AI, ChatGPT, and Why It Is Unhelpfully Helpful
Humans like to be tricked. The first time I heard this was from my older sister. I laughed and then thought about it. Thought about how very true it is as we like to understand that we are being tricked. Magic fairy dust, sleight of hand and card tricks.
This is the same game that artificial intelligence (AI) is playing. EXCEPT, the problem is that we don’t understand how we are being tricked.
AI, like ChatGPT, provides answers to questions in a chatlike model. One might ask what is known about a company or ask it to write a cover letter. We have to remember that it is not really an answer. It is a generated response made from finding patterns in information. It’s still a collection of patterns that happens to sound like a feeling, sensing human.
Years ago, one of my (Beth’s) favorite conversations about the future was about how research was going to be disrupted. In the best case, a lot of the rote tasks of research, like interviewing, could be done by AI. The parts that could get far more interesting were analysis and synthesis of findings. These are hard to do for anyone. I liked the idea of being able to spin up 15 versions of myself, or other super-smart researcher colleagues, to get to even better analysis. But, they would need to be very specific and trained to think like researchers. Synthesis gets even trickier. How do we take the information we are seeing and combine it in new ways to create new ways to solve problems or see information?
I’m nowhere near ready to let ChatGPT be my analysis partner. (I might actually try this out and see what happens.) I’m not sure how it is gathering and prioritizing information, what sort of logic it is using to code it and what sort of biases are being introduced. We are still in an information era where I can ask Alexa to play the soundtrack from the musical “Rent” and she chooses the movie. She hasn’t learned that I, Beth, definitely want the original broadway recording. People think in lots of different ways. We will need to figure out how our AI can do this, too.

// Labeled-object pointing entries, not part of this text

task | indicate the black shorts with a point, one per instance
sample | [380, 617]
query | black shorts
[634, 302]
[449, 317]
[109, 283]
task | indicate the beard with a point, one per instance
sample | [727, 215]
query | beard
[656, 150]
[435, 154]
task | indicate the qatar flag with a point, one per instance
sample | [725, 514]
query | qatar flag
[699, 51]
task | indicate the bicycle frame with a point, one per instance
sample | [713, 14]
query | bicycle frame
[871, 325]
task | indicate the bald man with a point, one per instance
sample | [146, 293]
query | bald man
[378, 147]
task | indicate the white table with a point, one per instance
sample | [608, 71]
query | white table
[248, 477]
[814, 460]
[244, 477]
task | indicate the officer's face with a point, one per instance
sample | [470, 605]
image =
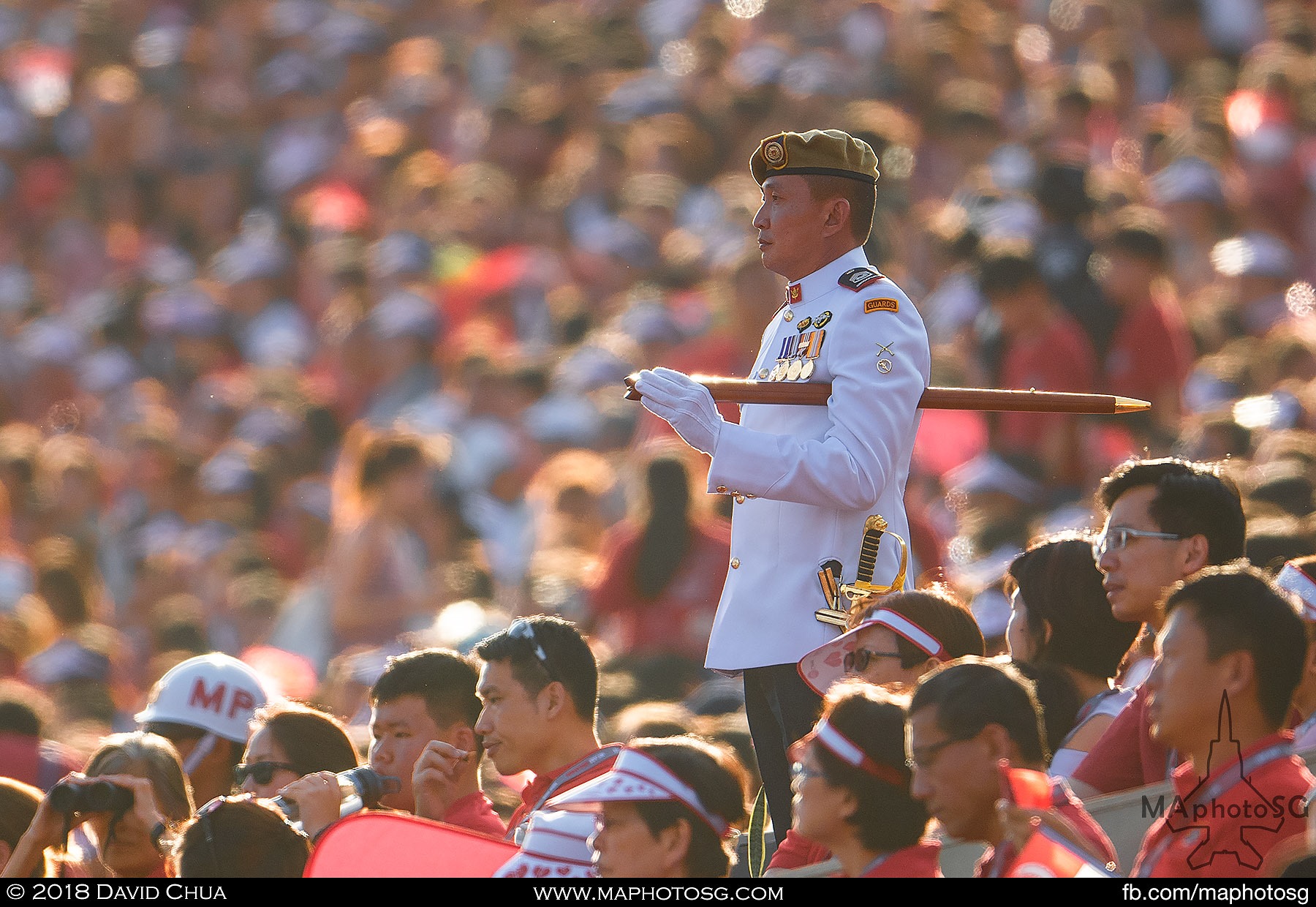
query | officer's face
[790, 227]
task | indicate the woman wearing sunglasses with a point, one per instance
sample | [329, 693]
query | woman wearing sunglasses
[290, 742]
[852, 788]
[128, 840]
[896, 640]
[893, 643]
[668, 808]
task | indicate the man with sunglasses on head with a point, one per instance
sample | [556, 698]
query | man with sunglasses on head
[540, 690]
[1166, 519]
[965, 718]
[423, 711]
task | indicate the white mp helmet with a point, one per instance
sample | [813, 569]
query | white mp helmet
[215, 693]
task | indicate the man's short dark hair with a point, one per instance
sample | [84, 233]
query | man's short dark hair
[972, 693]
[1241, 611]
[1141, 233]
[1191, 499]
[1007, 268]
[862, 197]
[567, 655]
[441, 677]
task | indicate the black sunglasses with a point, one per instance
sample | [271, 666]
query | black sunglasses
[261, 772]
[857, 661]
[524, 630]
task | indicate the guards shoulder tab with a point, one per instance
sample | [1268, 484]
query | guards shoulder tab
[857, 278]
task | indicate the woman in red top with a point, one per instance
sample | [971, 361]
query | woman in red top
[128, 841]
[661, 576]
[852, 788]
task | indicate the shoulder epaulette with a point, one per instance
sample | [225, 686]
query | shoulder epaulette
[857, 278]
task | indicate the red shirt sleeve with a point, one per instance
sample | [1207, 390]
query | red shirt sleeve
[477, 814]
[796, 851]
[1115, 762]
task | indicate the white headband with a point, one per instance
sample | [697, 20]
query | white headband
[849, 752]
[911, 631]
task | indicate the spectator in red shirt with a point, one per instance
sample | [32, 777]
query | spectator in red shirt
[540, 690]
[852, 788]
[1044, 348]
[1152, 350]
[964, 719]
[659, 578]
[1166, 519]
[666, 810]
[290, 740]
[1228, 660]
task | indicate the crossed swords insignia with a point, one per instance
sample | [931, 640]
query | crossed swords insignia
[885, 357]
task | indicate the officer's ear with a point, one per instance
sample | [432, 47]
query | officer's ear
[837, 217]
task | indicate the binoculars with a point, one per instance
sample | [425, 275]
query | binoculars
[97, 797]
[358, 789]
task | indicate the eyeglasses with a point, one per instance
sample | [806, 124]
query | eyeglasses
[928, 756]
[524, 630]
[261, 772]
[801, 773]
[203, 819]
[857, 661]
[1116, 538]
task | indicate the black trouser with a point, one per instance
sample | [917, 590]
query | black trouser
[781, 709]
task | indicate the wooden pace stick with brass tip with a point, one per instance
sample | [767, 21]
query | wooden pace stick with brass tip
[815, 394]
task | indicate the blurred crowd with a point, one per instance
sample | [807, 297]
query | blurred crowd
[314, 314]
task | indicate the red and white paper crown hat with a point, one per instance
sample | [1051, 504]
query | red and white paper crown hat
[556, 846]
[638, 777]
[849, 752]
[825, 665]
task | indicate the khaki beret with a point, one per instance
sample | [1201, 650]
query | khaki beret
[815, 153]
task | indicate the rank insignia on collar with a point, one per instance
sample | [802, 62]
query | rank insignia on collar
[857, 278]
[885, 304]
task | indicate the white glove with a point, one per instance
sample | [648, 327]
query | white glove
[684, 403]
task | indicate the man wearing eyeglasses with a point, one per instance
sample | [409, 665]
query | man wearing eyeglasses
[540, 693]
[965, 718]
[1166, 519]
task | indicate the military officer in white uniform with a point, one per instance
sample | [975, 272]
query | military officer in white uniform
[806, 478]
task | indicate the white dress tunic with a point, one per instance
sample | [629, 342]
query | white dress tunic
[806, 478]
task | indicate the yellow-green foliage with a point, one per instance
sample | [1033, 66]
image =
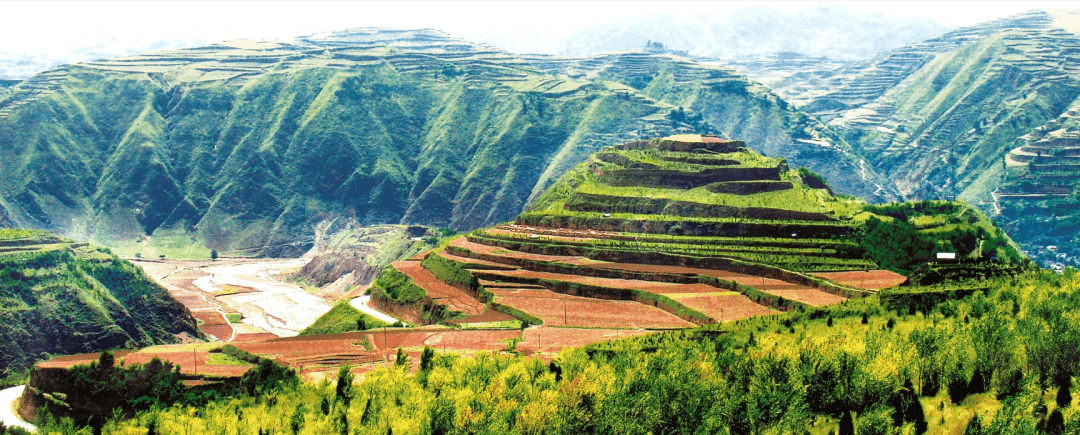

The truth is that patterns are not wisdom and thought. Patterns are created from the collection of past data. The data is not combined with experience as one would find with humans. AI would provide a response of not to touch a hot stove because a burn is possible. A human will say if you are cold and need to warm up your hands that you can hover your hands above the heat to get warm and will not get burned.
I like AI. I think it is cool. I often hate getting started with writing about things and AI says, “Here you go.”. It is a starting point that still needs to be fine-tuned. I am positive that my experience is more valuable than anything that AI can provide as many times I have solved technical problems with unconventional solutions. I do not ask Alexa or Siri to play anything because I think it is weird to have something listening for me to say, “Hey, [name].”.
Our new generation of AI is reminding me of visits to the library. Great librarians had a way of helping you find the information you need and asking lots of great questions and relying on past information, wisdom, and, in general, using their intuition to assess what you need and don’t need — and at what level and how far you were willing to go down an information rabbit hole.
ChatGPT seems to be like a decent junior librarian who can send you to an encyclopedia of questionable publication. If you want to get the basics, see a Wikipedia style entry of information in narrative, but its not easy to see quality, sources, or figure out how to have that information be tailored to us.
The helpfulness of AI is that it can start the conversation after it has a prompt - the continued conversation is not a conversation, it is more a regurgitation of information.
So, this is where using testing is important ——
You need to figure out if your fidelity of trick is actually way better than what your neural network is providing. Does it seem too real? You are going to creep people out.
Are you providing the right sort of onboarding to your users. It seems like this is search and everybody needs to do it, but what are the things everyone wished they knew before starting conversations with chat? Are you prompting users to understand the limitations of the tool? And how to actually use it effectively for them?
And other stuff —- about how you don’t end up in a NYTimes reporter situation.